How to find a skilled editor

There are a lot of people with limited experience promoting themselves as professional editors. You don’t need a licence to practice, so anyone can call herself an editor.

That’s why we highly recommend that you ask other writers for recommendations, and that you look for someone with book-specific experience. Editing a book-length work requires a different skill set than editing a newspaper article or corporate brochures.

It isn’t necessary for your editor to be an expert in your particular subject, but it does help if she has experience editing your genre. If you’re writing memoir, find an experienced memoir editor, for instance.
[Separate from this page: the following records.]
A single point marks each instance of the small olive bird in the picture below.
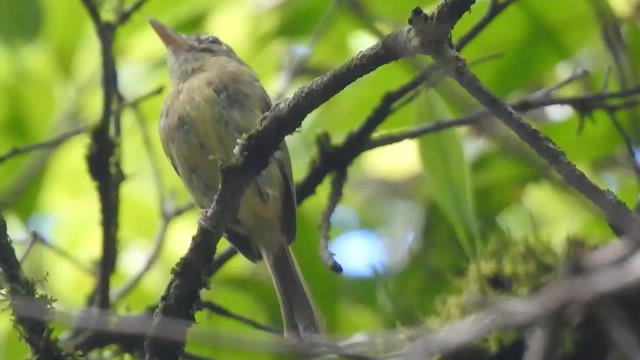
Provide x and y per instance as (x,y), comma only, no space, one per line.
(214,100)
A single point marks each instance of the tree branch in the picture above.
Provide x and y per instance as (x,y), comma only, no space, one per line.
(434,42)
(190,274)
(35,332)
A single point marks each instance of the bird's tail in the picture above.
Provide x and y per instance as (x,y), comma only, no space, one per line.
(299,314)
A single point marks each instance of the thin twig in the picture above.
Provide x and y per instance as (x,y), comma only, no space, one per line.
(584,104)
(434,42)
(252,156)
(217,309)
(337,185)
(104,155)
(49,144)
(224,257)
(633,161)
(158,242)
(35,332)
(496,7)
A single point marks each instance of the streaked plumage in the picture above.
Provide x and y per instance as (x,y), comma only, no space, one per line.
(214,100)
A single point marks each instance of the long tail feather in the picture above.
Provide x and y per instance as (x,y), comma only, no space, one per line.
(299,314)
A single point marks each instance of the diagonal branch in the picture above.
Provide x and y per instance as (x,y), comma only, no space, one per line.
(48,144)
(191,273)
(35,332)
(433,39)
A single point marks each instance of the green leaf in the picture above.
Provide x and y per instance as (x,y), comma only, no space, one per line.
(19,20)
(447,176)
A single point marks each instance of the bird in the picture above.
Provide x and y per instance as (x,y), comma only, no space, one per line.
(214,100)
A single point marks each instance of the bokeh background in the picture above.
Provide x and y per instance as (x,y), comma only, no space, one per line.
(413,213)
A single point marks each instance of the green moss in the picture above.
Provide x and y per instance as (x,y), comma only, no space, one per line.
(505,268)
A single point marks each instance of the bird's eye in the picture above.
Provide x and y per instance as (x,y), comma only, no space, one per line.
(212,40)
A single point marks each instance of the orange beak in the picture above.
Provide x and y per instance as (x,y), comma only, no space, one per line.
(171,39)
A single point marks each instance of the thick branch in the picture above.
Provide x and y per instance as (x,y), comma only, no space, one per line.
(190,275)
(616,212)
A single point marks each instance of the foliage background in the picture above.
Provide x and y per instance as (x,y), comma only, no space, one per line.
(427,201)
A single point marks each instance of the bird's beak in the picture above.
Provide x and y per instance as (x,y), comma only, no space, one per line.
(171,39)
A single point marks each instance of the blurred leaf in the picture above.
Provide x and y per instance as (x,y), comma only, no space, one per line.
(19,20)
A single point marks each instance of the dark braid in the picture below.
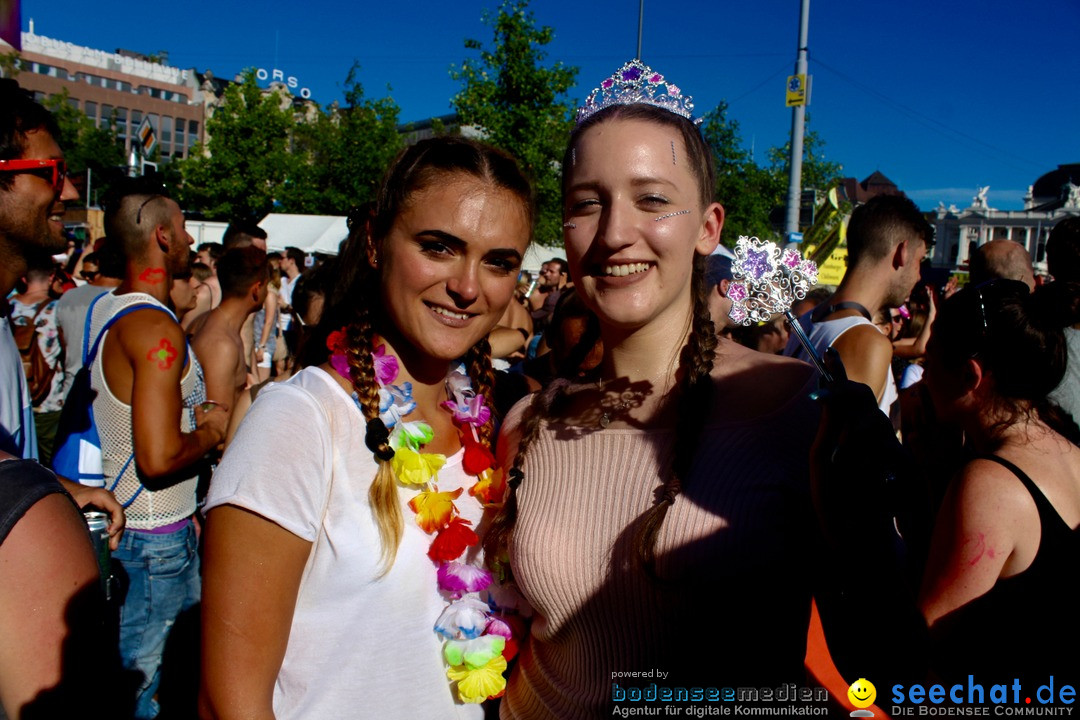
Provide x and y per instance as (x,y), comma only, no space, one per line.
(382,494)
(694,401)
(497,540)
(478,368)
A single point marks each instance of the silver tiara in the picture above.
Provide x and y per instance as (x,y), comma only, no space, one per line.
(635,83)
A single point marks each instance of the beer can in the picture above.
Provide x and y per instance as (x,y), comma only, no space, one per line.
(98,525)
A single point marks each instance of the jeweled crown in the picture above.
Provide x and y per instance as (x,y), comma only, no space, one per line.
(635,83)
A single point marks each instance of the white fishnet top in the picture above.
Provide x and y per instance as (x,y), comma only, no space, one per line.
(147,508)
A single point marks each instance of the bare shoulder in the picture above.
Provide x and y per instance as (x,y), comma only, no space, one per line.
(758,383)
(986,490)
(148,326)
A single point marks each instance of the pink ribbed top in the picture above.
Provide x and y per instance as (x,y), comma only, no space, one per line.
(732,603)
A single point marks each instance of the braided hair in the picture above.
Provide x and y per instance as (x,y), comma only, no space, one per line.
(693,392)
(353,302)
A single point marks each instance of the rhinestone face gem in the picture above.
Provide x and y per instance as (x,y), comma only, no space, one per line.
(766,281)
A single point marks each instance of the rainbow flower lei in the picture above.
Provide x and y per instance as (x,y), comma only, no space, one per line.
(477,643)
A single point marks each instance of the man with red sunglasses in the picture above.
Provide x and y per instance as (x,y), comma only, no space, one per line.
(50,598)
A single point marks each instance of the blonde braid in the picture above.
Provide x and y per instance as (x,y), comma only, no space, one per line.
(694,399)
(382,494)
(478,368)
(497,540)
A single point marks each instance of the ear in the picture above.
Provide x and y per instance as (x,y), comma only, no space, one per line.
(711,229)
(161,236)
(973,377)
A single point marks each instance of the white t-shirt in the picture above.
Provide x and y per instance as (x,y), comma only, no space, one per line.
(285,295)
(823,335)
(360,644)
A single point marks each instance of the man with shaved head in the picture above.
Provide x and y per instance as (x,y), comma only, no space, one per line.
(1004,259)
(156,424)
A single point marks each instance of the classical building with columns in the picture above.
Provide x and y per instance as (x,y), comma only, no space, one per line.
(1054,197)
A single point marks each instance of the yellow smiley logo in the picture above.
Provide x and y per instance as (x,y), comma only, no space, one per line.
(862,693)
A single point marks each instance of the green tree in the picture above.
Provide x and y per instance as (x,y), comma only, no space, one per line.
(746,191)
(85,146)
(520,104)
(818,173)
(248,161)
(342,153)
(9,64)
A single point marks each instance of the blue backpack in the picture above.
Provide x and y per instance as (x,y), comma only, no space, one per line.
(78,453)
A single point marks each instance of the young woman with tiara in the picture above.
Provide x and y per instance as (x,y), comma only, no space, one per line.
(341,569)
(1000,592)
(658,517)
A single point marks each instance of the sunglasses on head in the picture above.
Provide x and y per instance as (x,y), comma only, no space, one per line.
(53,171)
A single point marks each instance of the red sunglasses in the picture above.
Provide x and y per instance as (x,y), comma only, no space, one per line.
(39,167)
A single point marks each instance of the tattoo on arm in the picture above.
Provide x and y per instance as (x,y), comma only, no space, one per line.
(164,354)
(152,275)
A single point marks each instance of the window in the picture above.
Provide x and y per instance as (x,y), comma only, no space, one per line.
(166,133)
(121,123)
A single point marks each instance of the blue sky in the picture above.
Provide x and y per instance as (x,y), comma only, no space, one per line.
(941,96)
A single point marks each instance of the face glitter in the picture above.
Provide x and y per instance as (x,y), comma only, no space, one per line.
(672,215)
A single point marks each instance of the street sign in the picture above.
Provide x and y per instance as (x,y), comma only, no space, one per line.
(796,90)
(147,138)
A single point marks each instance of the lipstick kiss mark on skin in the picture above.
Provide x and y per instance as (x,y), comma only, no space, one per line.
(152,275)
(164,354)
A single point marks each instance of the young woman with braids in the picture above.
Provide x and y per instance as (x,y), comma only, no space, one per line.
(1000,593)
(322,588)
(658,515)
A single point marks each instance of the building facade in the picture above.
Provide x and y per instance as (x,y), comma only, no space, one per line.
(1054,197)
(118,89)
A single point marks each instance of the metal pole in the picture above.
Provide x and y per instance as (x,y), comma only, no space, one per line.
(798,125)
(640,22)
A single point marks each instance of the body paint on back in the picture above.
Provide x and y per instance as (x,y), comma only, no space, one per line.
(164,354)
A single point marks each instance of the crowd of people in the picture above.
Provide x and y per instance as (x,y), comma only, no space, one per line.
(413,481)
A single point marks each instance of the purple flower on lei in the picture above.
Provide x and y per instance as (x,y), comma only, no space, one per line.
(459,578)
(386,366)
(466,406)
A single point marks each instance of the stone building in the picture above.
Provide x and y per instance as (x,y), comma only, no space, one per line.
(120,87)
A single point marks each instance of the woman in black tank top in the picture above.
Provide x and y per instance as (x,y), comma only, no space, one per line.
(1001,591)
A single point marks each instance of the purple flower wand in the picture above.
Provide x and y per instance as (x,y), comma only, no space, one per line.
(766,283)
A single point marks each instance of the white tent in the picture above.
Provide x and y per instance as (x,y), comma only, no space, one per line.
(311,233)
(538,254)
(323,233)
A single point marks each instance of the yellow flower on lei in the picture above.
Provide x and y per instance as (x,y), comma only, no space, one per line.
(490,487)
(415,467)
(433,510)
(476,684)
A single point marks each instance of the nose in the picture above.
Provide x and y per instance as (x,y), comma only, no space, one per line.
(68,192)
(463,285)
(616,221)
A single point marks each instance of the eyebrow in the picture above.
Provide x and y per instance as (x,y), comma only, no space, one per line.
(457,243)
(637,181)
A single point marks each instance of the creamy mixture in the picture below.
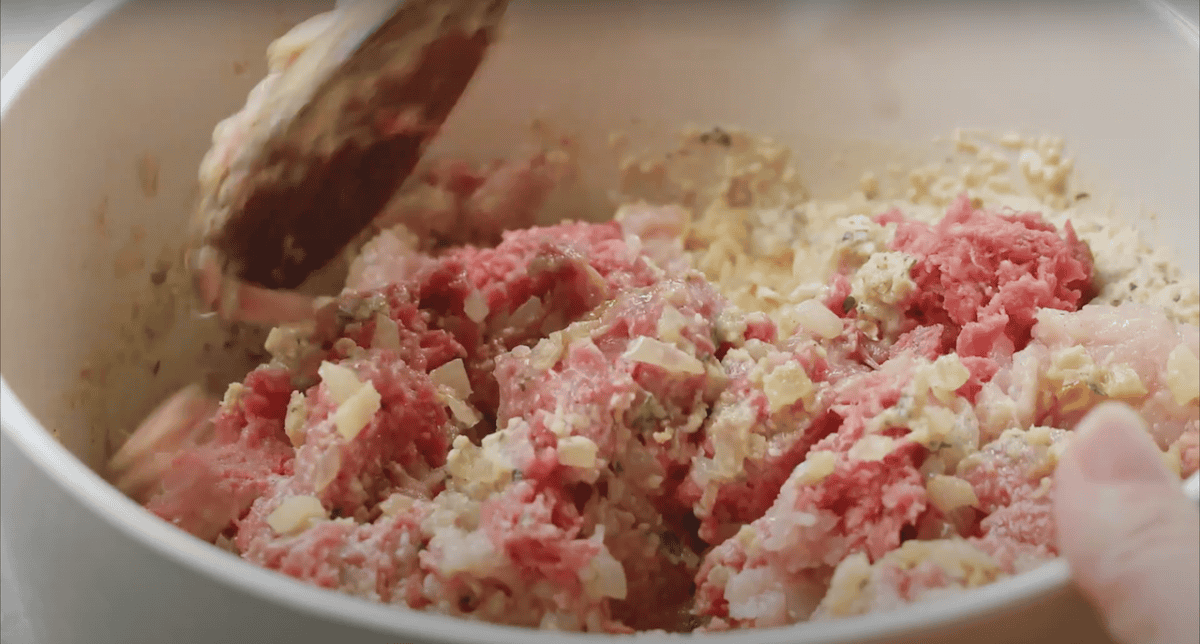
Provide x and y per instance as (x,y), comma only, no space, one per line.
(733,405)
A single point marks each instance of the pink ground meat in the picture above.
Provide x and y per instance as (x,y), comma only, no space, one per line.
(983,276)
(646,456)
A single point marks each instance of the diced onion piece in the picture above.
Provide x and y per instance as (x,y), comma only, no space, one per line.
(873,447)
(577,452)
(786,384)
(660,354)
(357,411)
(816,465)
(453,375)
(295,513)
(1122,381)
(1183,374)
(527,313)
(604,576)
(341,381)
(949,493)
(949,374)
(817,318)
(475,307)
(297,417)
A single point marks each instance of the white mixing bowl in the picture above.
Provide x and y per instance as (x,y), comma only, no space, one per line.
(106,120)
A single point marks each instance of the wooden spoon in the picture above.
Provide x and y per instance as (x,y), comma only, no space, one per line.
(353,100)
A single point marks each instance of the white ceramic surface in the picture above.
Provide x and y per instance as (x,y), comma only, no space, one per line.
(119,82)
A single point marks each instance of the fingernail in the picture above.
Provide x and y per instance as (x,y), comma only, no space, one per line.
(1113,445)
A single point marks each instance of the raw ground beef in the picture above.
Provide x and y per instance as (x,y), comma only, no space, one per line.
(709,414)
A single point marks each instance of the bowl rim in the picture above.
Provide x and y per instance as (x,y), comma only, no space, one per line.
(105,501)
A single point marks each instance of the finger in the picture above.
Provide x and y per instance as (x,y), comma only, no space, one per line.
(1131,535)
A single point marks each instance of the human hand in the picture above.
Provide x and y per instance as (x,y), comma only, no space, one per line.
(1131,535)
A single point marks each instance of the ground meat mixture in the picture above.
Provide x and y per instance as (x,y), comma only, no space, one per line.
(732,405)
(679,420)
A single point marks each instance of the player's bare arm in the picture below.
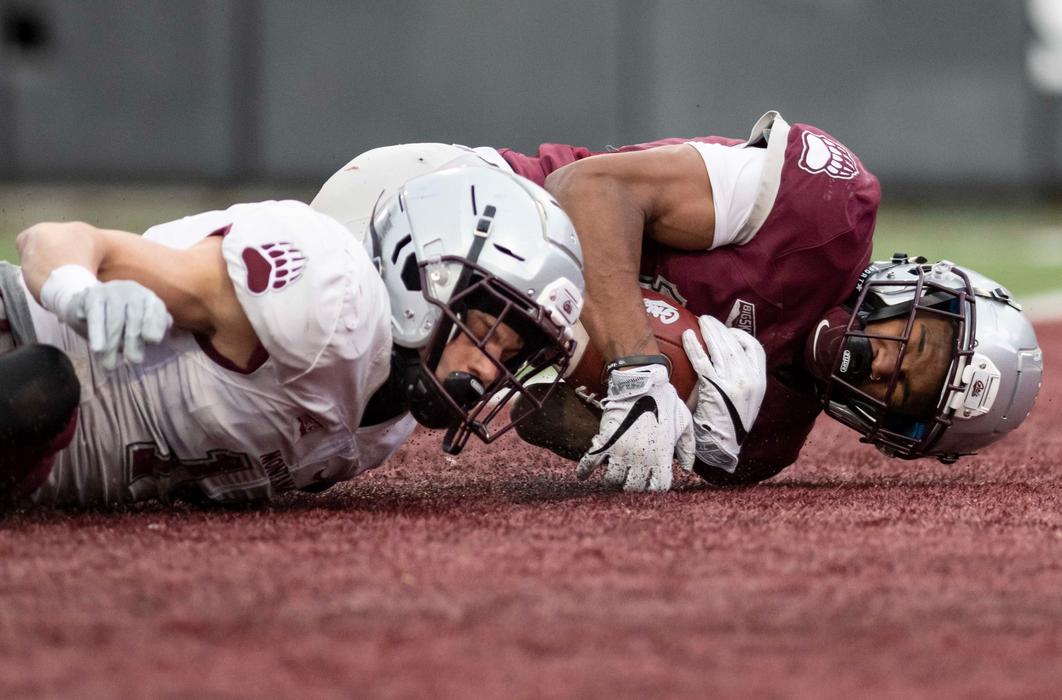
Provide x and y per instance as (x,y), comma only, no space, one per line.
(192,283)
(614,202)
Ask her which books she’s worked on, and see if any of her authors’ books have won awards, received notable critical acclaim, or made the bestseller lists. Those are all good signs.

Editors’ Association of Canada database

The EAC website contains a database of freelance editors. However, the editors listed there have not been vetted in any way; they’ve simply paid an annual EAC membership fee, which includes a listing on the site.

The EAC does offer a rigorous certification program, though, and editors who have been certified in their particular area should be trustworthy. Click here for the list of certified editors.

Some of the best editors we know have not undertaken the certification process so aren’t listed here. Some editors just don’t feel they will gain enough new business or credibility to warrant completing the lengthy process. Others worry that they might fail the tests, even though they’ve been practicing editors for most of their careers. Whatever the case, an editor’s not being certified doesn’t mean they aren’t qualified. At Page Two we often connect our clients with uncertified editors we’ve worked with and trust.

Enjoy the experience

Finally, once you’ve hired your editor, listen carefully to what she says. You make the final call about what changes you accept, but remember that she has thought carefully about your manuscript and is bringing all of her professional experience to bear on it. In the right hands, most authors enjoy the editorial process because it’s an opportunity to discuss their work in detail with a deeply attentive reader, and to make it the best it can be.